Integrative transcriptomic and preclinical modelling to identify targetable signaling axes in chronic myelomonocytic leukemia

An SWG Grant-supported project initiated by the SWG on Myelodysplastic Syndromes (MDS).

Full project title

‘Integrative transcriptomic and preclinical modelling to identify targetable signaling axes in chronic myelomonocytic leukemia’

Project lead

Dr Yu-Hung Wang, MD, MSc, PhD
National Taiwan University Cancer Center (NTUCC), Taiwan

Project background and aims

Chronic myelomonocytic leukaemia (CMML) is an aggressive myeloid malignancy with overlapping dysplastic and proliferative features and a highly variable clinical course. Although recurrent mutations in genes such as TET2, ASXL1, SRSF2 and K/NRAS contribute to disease development, these alone do not account for the striking heterogeneity in outcomes, nor are they sufficient to guide treatment choices. Existing therapies, including hydroxycarbamide, hypomethylating agents and supportive care, provide modest and inconsistent benefit, while prospective CMML trials remain limited. There is therefore a clear need for biologically informed biomarkers that more accurately define disease subsets and identify patients who may respond to targeted interventions.

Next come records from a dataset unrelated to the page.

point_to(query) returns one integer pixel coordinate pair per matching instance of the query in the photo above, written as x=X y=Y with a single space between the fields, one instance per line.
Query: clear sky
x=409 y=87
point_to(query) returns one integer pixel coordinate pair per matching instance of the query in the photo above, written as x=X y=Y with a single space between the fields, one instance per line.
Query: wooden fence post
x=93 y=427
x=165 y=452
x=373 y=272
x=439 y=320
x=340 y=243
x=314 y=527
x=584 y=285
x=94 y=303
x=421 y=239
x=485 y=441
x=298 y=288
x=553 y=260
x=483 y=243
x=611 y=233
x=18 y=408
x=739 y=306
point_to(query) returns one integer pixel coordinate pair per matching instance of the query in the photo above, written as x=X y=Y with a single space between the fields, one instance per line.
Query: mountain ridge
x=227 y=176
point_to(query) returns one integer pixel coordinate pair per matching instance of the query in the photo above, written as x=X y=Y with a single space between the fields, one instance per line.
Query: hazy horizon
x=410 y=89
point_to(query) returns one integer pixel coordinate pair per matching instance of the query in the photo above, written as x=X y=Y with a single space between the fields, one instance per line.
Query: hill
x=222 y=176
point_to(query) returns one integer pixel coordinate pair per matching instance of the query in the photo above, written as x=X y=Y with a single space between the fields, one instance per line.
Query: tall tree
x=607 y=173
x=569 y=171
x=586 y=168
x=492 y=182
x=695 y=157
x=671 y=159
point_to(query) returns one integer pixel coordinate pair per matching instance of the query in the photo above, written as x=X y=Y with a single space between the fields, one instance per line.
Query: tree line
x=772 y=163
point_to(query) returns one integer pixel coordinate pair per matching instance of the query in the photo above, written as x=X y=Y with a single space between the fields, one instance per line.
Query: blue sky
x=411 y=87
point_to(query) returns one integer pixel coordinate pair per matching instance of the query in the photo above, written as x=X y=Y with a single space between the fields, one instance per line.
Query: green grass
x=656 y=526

Recent studies in AML have demonstrated that patients without FLT3 mutations may still display FLT3-like transcriptional programmes and gain meaningful benefit from FLT3 inhibition. Drawing on this concept, our project seeks to determine whether analogous “mutation-like” transcriptomic signatures exist in CMML. Through RNA sequencing of primary CMML samples, we will examine the activity of key signalling pathways, including RAS/MAPK, PI3K/AKT, JAK/STAT and FLT3-associated programmes, to establish whether these patterns can refine risk stratification beyond mutational profiling and better correlate with clinical behaviour.

The EHA SWG grant is pivotal in enabling this work, supporting sequencing, bioinformatic analyses and the integration of molecular and clinical datasets. This funding will allow us to develop a biologically grounded framework for CMML classification, identify signalling-defined patient subgroups, and generate the preliminary evidence required to explore new therapeutic avenues, including pathway-directed agents with potential relevance to CMML. It will also strengthen collaborative research across CMML communities and provide a foundation for future translational studies aimed at improving outcomes for patients who currently have few effective treatment options.